For developers already familiar with running models locally via llama.cpp, MLX, or GGUF files in apps like Enclave AI, the FoundationModels framework occupies a different niche:
| FoundationModels | Self-hosted (GGUF, llama.cpp, MLX) | |
|---|---|---|
| Model choice | Apple’s ~3B model only | Any open model (Llama, Qwen, Gemma, etc.) |
| Model size | ~3B parameters | 0.5B to 70B+ depending on device |
| Customization | Adapters only | Full model selection, quantization, fine-tuning |
| Setup complexity | A few lines of Swift | Requires bundling runtime and model files |
| App size impact | Zero — model is part of the OS | Adds model file size to the app |
| Structured output | Native @Generable macro |
Manual parsing or grammar-based constraints |
| Offline | Yes | Yes |
| Privacy | Fully on-device | Fully on-device |
| Platform | Apple only | Cross-platform |
The FoundationModels framework is ideal for developers who want to add lightweight AI features quickly without managing models. For power users and developers who need larger models, model variety, or cross-platform support, the self-hosted approach — using apps like Enclave AI or building with llama.cpp and MLX — remains the more flexible choice. Both approaches share the same core advantage: your data never leaves your device.

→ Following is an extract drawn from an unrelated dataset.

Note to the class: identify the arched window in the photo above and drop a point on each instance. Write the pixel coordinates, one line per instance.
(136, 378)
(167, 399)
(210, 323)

What This Means for Private AI
Apple’s decision to open up its on-device model through a first-party framework validates what the local AI community has been building toward for years. When the world’s most valuable company makes on-device inference a core developer platform feature, it sends a clear message: privacy-first AI is not a niche — it’s the future.
Here’s why this matters beyond Apple’s ecosystem:
- Normalizes on-device AI: As millions of apps adopt FoundationModels, users will come to expect AI features that work offline and keep data private. Cloud-dependent AI will increasingly feel like the exception.
- Raises the bar for privacy: Developers now have a zero-excuse path to private AI on Apple platforms. Users and regulators will notice.
- Validates small models: Apple proving that a well-optimized 3B model can power production features undermines the narrative that useful AI requires massive cloud infrastructure.
- Complements open-source: The framework covers basic use cases elegantly, but complex tasks, larger context windows, and multi-modal workflows still benefit from the open-source model ecosystem running on tools like Enclave AI. Apple’s framework and the open-source community are complementary, not competing.
With the EU AI Act reaching full enforcement in August 2026, the timing is particularly relevant. On-device processing sidesteps many compliance headaches around data transfer, storage, and processing — a practical benefit that goes well beyond philosophical privacy preferences.
Getting Started
If you’re a developer ready to explore the framework, here’s how to begin:
- Check requirements: Mac with Apple Silicon, macOS Tahoe 26, Xcode 26
- Watch the WWDC sessions: Start with Meet the Foundation Models framework and then the hands-on code-along
- Try guided generation first: The
@Generablemacro is the quickest way to get structured, reliable output - Experiment with tool calling: Define a few simple tools and observe how the model orchestrates them
- Profile and iterate: Use the framework’s built-in profiling to understand latency and optimize your prompts
Apple also published Generative AI Human Interface Guidelines to help design AI features responsibly — worth reading before shipping anything to users.
The Bigger Picture
The FoundationModels framework is one piece of a much larger shift. Across the industry, on-device AI is becoming practical and mainstream — from new hardware announced at CES 2026 to the rapid improvement of quantized open-source models that run on everyday devices.
Whether you’re a developer adding AI to your app, or a user who cares about where your data goes, the direction is clear: the most powerful AI will increasingly be the AI that runs right on your device.